Prostate cancer is the most common type of cancer in men. [2] In the routine examination of prostate cancer, generally TRUS, CT and magnetic resonance imaging are used. Although FDG PET/CT is widely applied in oncology, its success is limited in prostate cancer because of variable FDG uptake and tumor differentiation. [3]

Incidental FDG uptake in prostate gland is rarely seen with a rate of 1.2-1.5% among all routine PET/CT scans for various indications; and approximately 5-12% of these increased FDG uptake is reported to be associated with cancer. [4],[5] In the literature, the mean SUVmax value in the incidental prostate cancer was 5.7 ± 5.1, which is similar to the value in our case (3.9).
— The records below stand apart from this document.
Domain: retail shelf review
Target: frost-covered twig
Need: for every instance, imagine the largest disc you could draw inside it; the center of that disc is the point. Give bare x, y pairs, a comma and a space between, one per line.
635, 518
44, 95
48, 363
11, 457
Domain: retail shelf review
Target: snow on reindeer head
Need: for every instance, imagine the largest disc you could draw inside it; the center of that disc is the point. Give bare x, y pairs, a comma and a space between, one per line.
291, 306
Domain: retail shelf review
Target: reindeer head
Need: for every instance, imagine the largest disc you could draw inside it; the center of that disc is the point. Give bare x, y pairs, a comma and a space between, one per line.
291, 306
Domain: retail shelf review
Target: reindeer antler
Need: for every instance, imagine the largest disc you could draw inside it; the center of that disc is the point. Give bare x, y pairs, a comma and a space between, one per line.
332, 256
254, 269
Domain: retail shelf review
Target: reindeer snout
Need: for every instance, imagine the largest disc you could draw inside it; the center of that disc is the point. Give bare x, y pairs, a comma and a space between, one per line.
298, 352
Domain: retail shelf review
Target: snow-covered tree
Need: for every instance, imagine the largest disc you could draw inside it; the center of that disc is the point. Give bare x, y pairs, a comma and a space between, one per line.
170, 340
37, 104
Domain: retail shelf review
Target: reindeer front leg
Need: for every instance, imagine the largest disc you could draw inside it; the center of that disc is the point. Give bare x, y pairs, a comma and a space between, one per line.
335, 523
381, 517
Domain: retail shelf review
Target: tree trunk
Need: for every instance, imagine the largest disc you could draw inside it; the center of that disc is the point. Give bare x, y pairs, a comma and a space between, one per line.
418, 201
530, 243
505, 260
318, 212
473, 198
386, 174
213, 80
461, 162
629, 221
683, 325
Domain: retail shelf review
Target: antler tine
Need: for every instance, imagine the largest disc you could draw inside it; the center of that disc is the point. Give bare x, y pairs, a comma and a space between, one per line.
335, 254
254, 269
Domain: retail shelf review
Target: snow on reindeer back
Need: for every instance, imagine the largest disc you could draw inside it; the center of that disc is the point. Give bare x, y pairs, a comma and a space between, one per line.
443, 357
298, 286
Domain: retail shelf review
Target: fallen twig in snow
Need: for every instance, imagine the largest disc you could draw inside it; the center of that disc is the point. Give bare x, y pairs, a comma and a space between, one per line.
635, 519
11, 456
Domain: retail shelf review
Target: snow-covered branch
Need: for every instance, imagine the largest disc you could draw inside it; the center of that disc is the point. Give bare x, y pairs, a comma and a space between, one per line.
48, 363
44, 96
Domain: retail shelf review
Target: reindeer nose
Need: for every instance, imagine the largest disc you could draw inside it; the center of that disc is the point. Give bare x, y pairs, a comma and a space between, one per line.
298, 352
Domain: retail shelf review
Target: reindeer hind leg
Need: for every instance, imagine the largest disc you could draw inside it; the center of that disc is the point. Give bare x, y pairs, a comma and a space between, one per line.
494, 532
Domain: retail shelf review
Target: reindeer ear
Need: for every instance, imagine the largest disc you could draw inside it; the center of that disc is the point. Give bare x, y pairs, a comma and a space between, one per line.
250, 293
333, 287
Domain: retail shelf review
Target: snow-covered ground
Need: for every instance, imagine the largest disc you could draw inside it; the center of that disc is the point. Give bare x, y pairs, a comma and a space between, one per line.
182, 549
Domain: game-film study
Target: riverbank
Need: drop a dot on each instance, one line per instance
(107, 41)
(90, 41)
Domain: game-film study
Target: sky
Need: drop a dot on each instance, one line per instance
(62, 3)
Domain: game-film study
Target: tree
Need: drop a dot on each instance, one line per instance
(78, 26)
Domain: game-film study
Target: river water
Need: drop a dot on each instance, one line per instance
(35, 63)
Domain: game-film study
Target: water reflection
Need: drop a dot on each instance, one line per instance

Among the patients who had increased FDG uptake in the prostate gland, the average PSA values in benign and malignant groups were found as 3.2 and 49.7 ng/ml, respectively. [6] This finding was not compatible with our case whose PSA was in a normal range. Serum PSA level increases with the increment of the production of PSA in the malignant prostate epithelial cells, or with any damage to disrupt the structure of these cells. In addition, PSA levels may be low in some cases of prostate cancer. [6] For this reason, serum PSA levels are not always reliable in the differentiation of malignancy from benign lesions of the prostate gland.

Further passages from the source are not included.